The ones that don’t have jobs. Its not that complex. When the economy is humming there is a job for all these guys. Right now there isn’t.

You just asked if there was a demand gap and I quipped that there was a gap in the demand for labor. A jobs program can soak up that slack and firm up the labor market.

None of these are historically unique circumstances. When the economy is otherwise humming we have plenty of jobs for green college grads and old timers. They are neither useless nor obsolete. I don’t know if stimulus will jumpstart the economy but we can’t dismiss it out of hand can we?

What I fail to understand is why you have a problem with that. The more money you have, the less value it has. We aren’t talking about Sam Stone’s idea where the rich and the poor both fail. We’re talking about a system where the rich lose money they don’t need and the poor gain money they do need. That’s a good thing.

If you don’t agree with that, then there’s no reason to have a problem with income inequality in the first place.

But BigT, you can’t have ENOUGH money, ever, because money is essential to the most important thing that the wealthy do: dick-measuring. So you’ve got more money than you could possibly ever need to keep you and your family living a life of luxury. So what? Some OTHER GUY might have more than you! And that cannot stand!

Two problems with this logic. Well, three, but I imagine the third doesn’t matter much to non-libertarians:

  1. While I think we can agree that people making $1 million or more per year have more than they need, this is not true of people making $100,000-$500,000. Sure, they are better off than your average joe, by a lot, but high taxes really kneecap their lifestyles. A Swede in the top 10% isn’t even making $100,000 per year. Yet he faces high taxes. What is that doing to his lifestyle?

  2. The money isn’t getting to the poor. Most of it is just disappearing, creating lower incomes across the quintiles, except for the bottom. Everyone is made worse off so the bottom can be a little better off.

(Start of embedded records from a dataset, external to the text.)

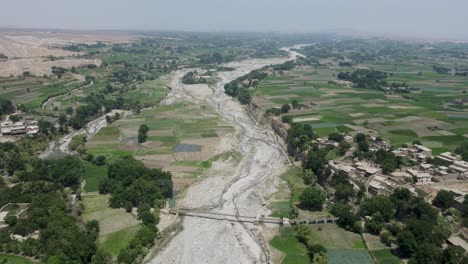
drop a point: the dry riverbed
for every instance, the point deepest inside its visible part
(233, 187)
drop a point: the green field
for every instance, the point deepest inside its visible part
(343, 247)
(331, 236)
(33, 91)
(119, 240)
(93, 175)
(10, 259)
(327, 107)
(286, 242)
(348, 256)
(117, 227)
(384, 256)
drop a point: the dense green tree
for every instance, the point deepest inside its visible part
(335, 136)
(313, 198)
(285, 108)
(453, 255)
(378, 204)
(295, 104)
(407, 244)
(463, 151)
(244, 96)
(444, 199)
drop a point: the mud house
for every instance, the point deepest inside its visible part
(460, 167)
(366, 169)
(20, 210)
(382, 185)
(422, 178)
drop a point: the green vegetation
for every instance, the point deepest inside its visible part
(289, 244)
(47, 186)
(131, 184)
(117, 241)
(10, 259)
(93, 175)
(385, 256)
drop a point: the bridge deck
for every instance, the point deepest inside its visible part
(249, 219)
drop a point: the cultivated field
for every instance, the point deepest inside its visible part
(182, 139)
(428, 116)
(342, 246)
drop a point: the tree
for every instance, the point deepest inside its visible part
(375, 225)
(108, 119)
(295, 104)
(378, 204)
(11, 219)
(313, 198)
(142, 133)
(343, 147)
(360, 137)
(386, 239)
(427, 254)
(388, 166)
(69, 110)
(335, 136)
(285, 108)
(309, 177)
(363, 146)
(15, 118)
(444, 199)
(244, 96)
(406, 243)
(344, 192)
(100, 160)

  3. Whether people need something is irrelevant. Our fundamental freedom is the right to pursue happiness. Warren Buffett has more money than he’ll ever need, but less than he wants. he has the right to make more and decide for himself how it will be distributed. Piketty and his supporters seem to handwave away that fundamental freedom.

I don’t have a problem with inequality. I have a problem with poverty. I get the impression that poverty doesn’t bother some people. What bothers them is that someone, somewhere, is making too much money.